An hour later, Sarah pulled out of the beach parking lot, and at the next intersection a black Escalade ran the light and plowed into our car.
Based on the wreckage, the paramedics presumed both Sarah and Alexa died on impact, even though they were wearing seat belts. The Escalade’s drive
r was found twenty-five feet from his car, almost completely decapitated.
I was sitting in my office, stuck on a conference call with no end in sight, when my assistant came in and told me that someone from the East Hampton police was on the line, and that it was urgent. Nearly everything that followed is a blur. Just people dressed in black and platitudes about tragedy and God’s plan, whatever that was.
One thing that I distinctly recall from that period is my first day back at the office after the funerals. After making an appointment with his assistant, I walked into the office of Taylor Beckett’s managing partner, Benjamin Ethan, closed the door behind me, and told him that I was going to resign my partnership.

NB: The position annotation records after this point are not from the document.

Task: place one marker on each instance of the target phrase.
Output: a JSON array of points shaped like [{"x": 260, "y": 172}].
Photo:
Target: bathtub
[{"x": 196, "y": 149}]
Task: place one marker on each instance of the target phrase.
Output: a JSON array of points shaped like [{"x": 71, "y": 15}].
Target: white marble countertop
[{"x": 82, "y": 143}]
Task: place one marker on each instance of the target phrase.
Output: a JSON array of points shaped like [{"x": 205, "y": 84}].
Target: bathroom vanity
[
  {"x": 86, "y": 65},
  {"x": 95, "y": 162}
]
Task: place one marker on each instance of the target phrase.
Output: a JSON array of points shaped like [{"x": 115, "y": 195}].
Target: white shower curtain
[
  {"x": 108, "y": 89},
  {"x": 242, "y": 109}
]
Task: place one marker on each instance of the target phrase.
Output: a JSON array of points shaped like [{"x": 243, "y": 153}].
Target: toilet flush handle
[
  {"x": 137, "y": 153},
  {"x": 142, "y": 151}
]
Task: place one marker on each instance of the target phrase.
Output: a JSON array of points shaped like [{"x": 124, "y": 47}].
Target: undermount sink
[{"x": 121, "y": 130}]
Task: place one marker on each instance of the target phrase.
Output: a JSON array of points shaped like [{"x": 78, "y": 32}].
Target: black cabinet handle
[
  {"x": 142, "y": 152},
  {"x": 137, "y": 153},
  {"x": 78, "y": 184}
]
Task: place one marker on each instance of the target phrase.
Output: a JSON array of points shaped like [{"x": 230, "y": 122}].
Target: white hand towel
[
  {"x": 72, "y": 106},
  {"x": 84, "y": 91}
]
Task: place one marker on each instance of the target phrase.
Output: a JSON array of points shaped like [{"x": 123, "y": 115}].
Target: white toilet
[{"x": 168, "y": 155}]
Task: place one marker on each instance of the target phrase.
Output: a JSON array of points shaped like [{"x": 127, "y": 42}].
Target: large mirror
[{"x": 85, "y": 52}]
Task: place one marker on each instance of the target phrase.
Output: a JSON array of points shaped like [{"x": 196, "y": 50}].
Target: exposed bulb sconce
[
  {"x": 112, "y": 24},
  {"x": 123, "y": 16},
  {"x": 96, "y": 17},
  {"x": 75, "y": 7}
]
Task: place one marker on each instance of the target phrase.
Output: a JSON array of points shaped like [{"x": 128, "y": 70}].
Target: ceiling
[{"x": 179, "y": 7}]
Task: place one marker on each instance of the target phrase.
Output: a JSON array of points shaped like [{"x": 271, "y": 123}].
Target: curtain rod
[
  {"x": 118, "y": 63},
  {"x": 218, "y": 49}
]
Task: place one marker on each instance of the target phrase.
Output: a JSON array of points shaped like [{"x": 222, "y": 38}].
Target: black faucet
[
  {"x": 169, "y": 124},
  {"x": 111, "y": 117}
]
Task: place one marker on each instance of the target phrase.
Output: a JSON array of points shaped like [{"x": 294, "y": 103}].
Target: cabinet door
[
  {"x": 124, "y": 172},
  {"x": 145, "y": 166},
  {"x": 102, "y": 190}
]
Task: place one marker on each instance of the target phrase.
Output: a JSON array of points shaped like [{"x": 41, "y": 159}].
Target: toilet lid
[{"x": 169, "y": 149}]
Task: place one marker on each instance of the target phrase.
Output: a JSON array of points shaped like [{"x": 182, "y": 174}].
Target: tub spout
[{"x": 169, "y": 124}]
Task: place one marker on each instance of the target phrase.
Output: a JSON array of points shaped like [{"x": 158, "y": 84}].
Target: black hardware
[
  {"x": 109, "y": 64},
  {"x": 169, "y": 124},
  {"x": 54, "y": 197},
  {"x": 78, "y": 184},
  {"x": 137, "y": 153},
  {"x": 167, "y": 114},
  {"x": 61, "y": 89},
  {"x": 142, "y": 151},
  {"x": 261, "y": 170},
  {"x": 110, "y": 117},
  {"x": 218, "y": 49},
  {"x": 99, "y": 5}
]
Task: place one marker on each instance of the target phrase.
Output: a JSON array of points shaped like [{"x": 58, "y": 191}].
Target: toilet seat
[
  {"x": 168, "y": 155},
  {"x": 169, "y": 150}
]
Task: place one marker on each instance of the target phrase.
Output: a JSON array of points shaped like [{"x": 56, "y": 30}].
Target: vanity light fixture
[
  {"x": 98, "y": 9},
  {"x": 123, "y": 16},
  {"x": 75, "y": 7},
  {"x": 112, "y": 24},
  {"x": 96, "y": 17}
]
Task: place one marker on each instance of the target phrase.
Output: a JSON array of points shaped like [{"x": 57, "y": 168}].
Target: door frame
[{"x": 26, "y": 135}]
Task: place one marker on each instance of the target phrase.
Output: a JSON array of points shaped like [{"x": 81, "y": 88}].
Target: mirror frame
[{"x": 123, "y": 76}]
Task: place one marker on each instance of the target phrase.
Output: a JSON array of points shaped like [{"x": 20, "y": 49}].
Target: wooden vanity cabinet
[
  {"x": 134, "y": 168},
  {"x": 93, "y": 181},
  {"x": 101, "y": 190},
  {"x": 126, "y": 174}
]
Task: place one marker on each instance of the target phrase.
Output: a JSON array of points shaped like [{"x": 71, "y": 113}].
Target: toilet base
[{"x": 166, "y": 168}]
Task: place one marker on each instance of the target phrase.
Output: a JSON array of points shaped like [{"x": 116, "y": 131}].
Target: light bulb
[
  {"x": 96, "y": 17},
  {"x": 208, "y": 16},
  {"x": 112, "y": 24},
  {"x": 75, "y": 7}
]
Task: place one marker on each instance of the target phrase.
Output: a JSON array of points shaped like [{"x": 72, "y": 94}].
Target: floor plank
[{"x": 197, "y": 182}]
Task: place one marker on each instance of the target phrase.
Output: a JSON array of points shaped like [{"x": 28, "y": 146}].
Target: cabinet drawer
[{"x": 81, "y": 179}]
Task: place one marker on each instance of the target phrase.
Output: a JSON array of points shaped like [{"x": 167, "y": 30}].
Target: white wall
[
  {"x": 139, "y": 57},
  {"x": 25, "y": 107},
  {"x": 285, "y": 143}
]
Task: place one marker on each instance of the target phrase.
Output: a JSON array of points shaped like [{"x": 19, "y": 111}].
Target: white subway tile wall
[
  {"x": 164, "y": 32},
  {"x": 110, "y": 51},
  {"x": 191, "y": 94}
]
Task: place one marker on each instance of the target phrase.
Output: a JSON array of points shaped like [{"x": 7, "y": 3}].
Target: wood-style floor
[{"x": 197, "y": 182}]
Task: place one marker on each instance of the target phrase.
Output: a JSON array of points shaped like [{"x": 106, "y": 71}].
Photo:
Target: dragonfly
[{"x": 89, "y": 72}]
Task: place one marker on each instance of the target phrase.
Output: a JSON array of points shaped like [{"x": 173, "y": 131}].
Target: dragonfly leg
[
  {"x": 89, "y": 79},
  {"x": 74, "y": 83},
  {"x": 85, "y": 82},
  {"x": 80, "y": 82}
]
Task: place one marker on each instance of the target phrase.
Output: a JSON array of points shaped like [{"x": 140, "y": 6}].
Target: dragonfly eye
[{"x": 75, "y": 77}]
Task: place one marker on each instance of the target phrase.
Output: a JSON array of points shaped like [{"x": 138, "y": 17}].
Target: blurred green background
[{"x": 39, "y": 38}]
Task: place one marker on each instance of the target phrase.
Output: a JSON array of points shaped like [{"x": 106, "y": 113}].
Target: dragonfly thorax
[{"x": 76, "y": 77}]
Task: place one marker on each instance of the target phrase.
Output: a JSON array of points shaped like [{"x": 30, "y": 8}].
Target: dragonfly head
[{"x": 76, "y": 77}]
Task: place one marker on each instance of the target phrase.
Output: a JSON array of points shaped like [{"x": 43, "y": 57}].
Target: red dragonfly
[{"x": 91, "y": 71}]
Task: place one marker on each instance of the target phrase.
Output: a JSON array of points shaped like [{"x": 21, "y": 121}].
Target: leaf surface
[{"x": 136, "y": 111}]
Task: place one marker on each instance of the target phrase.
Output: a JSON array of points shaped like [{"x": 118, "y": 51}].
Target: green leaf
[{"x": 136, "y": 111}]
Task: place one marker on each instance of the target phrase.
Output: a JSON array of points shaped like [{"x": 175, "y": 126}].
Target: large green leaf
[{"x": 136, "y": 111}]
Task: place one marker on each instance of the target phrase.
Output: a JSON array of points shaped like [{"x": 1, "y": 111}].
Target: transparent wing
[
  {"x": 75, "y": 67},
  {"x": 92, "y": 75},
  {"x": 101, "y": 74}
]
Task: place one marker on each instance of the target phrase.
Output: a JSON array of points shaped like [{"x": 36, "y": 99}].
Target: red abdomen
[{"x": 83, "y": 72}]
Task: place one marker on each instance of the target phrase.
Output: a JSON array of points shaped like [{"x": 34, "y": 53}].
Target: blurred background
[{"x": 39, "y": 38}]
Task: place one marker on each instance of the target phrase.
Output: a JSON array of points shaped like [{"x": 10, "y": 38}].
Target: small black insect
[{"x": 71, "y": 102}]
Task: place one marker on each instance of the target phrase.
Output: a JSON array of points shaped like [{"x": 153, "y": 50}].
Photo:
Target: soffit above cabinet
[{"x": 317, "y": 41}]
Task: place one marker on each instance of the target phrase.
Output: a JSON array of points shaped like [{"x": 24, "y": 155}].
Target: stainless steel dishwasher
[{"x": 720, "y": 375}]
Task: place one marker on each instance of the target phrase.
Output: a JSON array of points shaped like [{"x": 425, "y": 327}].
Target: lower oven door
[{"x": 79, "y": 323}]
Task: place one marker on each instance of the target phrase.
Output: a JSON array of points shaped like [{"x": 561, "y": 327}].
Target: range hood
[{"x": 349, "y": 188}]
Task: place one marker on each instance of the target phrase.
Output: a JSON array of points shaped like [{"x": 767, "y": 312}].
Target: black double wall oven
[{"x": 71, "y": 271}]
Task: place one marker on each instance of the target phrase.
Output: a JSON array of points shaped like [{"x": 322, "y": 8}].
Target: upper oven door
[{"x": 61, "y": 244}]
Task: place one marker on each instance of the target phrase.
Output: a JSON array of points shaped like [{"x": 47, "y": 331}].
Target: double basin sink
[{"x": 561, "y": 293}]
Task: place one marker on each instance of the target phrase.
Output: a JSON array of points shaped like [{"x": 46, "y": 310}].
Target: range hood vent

Ethan looked at me like I was completely insane. The only reason a partner ever voluntarily left Taylor Beckett was to run for statewide office or to accept a presidential appointment. Bereavement was just something you eventually got over.
“There’s no need for that, Daniel,” Ethan said in his smooth baritone. “Of course, I cannot begin to understand what you are going through, but I do understand what it is like to be under tremendous strain. What we do here is counsel people under that type of pressure. And even though you have not asked me for my counsel, I’m going to give it to you anyway.” He smiled. “Free of charge, of course.”
Although he’s not yet sixty, Benjamin Ethan always seemed to me to be a man of an entirely different era. He wears bow ties and calls everyone by his full given name, and everyone calls him Benjamin. Sometimes clients call him Ben, and to Ethan’s credit he never corrects them, or opposing counsel would drop his name to boost their credibility with me—tell Ben Ethan I said hello—but the effort to demonstrate familiarity only proved they didn’t actually know him very well. In this case, his formality required that I give my assent before he provided me with the unsolicited advice he was offering.
“Thank you,” I said, even though I knew what he was going to tell me, having said it to myself more than a dozen times already.
“There’s no need for an official resignation, Daniel. Instead, why don’t you take a leave of absence? It can be open-ended, for as long as you want. When you’re ready to come back, just call me. We’ll still be here. We’ve been here since 1869, and we’ll be here when you’re ready to resume your career.”